1. Round Island Lighthouse, Hiawatha National Forest, Michigan
Connecting Lake Michigan and Lake Huron are the treacherous Straights of Mackinac, full of rocky shoals and shallows that tore apart many ships in centuries past. In 1895, Round Island Lighthouse was built to help warn of these dangerous areas. Long since decommissioned, the lighthouse has been added to Hiawatha National Forest and restored into a breathtaking historical landmark on the tip of a protected wilderness island.
2. Nugget Falls, Tongass National Forest, Alaska
Nugget Falls rushes out of the melting Mendenhall glacier and into the mountain-framed lake below. This area of Tongass National Forest is home to dense forest which has aged more than 200 years, but the forest also welcomes new life. The melting and moving glacier has revealed new land that has only been without ice in the last 50 years. The result is beautiful young-growth — patches of lush moss and colorful lichens, tiny fungi and sapling spruce.
3. Sheep Mountain, Angeles National Forest, California
When people think of Southern California, lush forests and abounding wildlife don’t typically come to mind. But, with Sheep Mountain Wilderness in Angeles National Forest, breathtaking vistas and unique animals are the norm. Many hikers on the Pacific Crest Trail cite this section as their favorite, and it’s easy to see why. Home to peaks of more than 10,000 feet in elevation, the wilderness is a wildlife corridor home to three large groups of bighorn sheep that roam the highlands.
4. High Rock Lookout, Gifford Pinchot National Forest, Washington
You can view both Mt. Rainier and Mt. St. Helens from the shelter of this lookout in Gifford Pinchot National Forest. Teetering on the brink of sheer cliffs that drop 600 feet vertically and then careen further to the valley below, High Rock Lookout is an exhilarating hiker’s resting place. Built in 1930, pack mules were needed to carry the necessary timber up the precarious ridgeline. While no longer in official use, the lookout is still the perfect destination for sheltered snacking while looking thousands of miles in all directions, over jagged mountain peaks and gem blue lakes.

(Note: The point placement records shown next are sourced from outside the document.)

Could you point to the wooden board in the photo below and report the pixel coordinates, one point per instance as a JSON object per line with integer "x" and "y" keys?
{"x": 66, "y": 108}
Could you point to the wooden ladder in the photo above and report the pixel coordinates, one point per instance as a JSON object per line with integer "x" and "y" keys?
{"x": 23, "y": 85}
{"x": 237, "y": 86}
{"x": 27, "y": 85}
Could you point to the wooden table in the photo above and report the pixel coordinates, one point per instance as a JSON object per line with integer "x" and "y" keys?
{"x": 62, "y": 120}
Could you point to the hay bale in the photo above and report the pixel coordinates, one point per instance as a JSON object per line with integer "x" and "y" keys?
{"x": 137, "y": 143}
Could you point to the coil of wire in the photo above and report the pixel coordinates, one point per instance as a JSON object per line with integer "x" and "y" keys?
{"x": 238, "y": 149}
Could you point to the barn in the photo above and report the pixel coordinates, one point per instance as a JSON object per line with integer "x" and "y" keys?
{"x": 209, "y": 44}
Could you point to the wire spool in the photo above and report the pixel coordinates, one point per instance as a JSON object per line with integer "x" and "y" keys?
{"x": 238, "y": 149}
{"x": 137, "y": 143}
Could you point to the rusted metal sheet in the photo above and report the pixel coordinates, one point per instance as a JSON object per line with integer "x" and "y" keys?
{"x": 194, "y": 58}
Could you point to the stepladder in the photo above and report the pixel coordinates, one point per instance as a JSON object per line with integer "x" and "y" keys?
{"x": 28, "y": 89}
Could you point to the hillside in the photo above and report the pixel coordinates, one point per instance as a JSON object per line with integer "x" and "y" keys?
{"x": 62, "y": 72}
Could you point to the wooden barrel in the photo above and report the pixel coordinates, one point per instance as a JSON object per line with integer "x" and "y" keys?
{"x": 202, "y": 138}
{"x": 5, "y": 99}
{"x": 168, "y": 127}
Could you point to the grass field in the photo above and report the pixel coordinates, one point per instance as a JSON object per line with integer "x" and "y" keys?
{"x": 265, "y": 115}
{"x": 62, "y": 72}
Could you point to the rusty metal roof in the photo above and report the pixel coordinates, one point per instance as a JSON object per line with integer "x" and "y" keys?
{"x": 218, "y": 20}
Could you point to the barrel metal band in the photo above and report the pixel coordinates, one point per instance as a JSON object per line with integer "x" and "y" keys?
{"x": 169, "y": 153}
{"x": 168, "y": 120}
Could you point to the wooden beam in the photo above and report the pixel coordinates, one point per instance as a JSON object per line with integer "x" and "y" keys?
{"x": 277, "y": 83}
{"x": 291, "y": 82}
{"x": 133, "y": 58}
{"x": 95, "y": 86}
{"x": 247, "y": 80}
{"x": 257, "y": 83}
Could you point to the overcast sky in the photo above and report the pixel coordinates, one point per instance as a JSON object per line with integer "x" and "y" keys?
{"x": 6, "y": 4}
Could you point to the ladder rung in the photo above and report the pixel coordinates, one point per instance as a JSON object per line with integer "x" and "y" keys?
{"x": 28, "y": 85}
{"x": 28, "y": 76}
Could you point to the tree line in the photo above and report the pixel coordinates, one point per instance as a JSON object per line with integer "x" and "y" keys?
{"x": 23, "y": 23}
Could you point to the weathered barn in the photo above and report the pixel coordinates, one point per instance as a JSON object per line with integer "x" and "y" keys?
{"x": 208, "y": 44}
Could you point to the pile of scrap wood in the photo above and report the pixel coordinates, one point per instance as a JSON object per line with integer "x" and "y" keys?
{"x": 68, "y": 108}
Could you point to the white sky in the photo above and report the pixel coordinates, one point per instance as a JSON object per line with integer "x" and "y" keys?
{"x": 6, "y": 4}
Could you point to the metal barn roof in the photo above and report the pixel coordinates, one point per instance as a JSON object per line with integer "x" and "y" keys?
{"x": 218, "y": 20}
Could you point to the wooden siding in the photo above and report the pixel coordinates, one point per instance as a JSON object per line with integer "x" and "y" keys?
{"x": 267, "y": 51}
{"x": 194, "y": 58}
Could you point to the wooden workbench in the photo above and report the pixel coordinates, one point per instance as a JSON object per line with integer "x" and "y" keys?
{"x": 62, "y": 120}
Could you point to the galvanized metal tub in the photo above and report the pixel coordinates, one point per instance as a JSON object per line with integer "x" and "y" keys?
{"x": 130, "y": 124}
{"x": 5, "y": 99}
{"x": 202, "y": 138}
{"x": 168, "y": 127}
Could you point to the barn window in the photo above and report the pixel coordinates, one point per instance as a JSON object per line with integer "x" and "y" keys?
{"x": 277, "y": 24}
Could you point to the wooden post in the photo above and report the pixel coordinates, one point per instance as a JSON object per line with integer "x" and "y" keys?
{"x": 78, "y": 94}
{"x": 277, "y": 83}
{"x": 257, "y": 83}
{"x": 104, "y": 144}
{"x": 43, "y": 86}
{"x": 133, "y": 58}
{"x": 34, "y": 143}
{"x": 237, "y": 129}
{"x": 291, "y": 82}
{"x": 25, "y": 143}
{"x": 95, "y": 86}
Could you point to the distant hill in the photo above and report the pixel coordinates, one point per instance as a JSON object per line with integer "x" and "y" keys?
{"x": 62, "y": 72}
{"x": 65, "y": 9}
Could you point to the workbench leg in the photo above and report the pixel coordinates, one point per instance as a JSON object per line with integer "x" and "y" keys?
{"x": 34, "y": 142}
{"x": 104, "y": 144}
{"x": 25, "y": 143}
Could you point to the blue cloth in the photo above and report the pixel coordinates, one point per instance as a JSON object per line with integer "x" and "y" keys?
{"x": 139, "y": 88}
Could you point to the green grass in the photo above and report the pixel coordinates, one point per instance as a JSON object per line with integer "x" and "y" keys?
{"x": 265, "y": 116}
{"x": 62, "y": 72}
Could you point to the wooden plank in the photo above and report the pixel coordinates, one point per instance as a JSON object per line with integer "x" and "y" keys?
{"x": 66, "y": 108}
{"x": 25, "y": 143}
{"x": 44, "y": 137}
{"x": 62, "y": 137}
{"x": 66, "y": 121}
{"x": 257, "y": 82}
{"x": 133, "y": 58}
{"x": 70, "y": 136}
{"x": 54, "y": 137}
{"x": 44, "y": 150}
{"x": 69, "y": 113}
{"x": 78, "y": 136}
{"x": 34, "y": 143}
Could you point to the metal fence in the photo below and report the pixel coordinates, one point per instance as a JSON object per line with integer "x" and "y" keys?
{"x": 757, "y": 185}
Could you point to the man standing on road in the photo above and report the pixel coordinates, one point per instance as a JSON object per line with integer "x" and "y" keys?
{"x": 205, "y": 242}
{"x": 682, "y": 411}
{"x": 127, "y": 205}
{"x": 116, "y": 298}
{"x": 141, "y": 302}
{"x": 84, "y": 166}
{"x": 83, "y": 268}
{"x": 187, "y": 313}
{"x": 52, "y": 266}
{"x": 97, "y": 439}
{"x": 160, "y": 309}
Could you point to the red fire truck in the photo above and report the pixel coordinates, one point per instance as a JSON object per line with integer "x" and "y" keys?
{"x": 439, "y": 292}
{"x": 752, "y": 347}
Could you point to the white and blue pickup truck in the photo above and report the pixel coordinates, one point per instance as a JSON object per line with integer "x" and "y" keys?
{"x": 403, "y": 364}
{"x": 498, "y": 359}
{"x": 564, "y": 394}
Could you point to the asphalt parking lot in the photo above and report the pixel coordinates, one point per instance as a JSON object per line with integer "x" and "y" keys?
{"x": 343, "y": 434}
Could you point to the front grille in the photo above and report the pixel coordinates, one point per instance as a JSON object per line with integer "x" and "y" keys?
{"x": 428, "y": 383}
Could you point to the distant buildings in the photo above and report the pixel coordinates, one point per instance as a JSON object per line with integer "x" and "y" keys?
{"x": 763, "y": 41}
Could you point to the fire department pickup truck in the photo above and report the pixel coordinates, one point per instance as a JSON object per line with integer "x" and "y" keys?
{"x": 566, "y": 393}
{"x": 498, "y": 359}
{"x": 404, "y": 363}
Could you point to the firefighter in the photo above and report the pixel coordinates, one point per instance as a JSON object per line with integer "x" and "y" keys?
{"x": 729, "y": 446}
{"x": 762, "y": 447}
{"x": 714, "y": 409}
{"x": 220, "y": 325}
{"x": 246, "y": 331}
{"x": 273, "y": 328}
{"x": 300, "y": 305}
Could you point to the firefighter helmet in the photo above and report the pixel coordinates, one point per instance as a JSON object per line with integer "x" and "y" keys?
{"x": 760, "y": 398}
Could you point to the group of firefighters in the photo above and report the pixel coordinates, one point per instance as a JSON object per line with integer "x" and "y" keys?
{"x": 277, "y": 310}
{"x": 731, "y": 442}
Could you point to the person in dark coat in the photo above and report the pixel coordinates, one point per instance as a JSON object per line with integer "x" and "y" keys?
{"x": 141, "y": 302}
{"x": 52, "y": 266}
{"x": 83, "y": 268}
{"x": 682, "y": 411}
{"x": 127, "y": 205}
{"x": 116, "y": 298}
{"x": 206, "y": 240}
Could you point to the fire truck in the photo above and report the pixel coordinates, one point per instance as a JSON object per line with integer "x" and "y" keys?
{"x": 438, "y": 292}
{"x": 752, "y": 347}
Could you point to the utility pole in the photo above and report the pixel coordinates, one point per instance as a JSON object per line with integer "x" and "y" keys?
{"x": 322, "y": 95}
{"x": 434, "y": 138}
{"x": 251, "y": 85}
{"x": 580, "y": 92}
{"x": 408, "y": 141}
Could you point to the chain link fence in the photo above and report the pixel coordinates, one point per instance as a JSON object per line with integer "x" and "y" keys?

5. Red Rock Ranger District, Coconino National Forest, Arizona
Countless photographers have been unjustly accused of photoshopping the rich colors and dramatic contrasts of the Red Rocks Ranger District in Coconino National Forest. Reminiscent of old western movies, this wilderness area is a drastic change from its historic status as wetlands. Now, sharply carved cliffs jut out of Ponderosa pines and rugged desert terrain, their unique geological formations laced in rainbows of red, orange and yellow.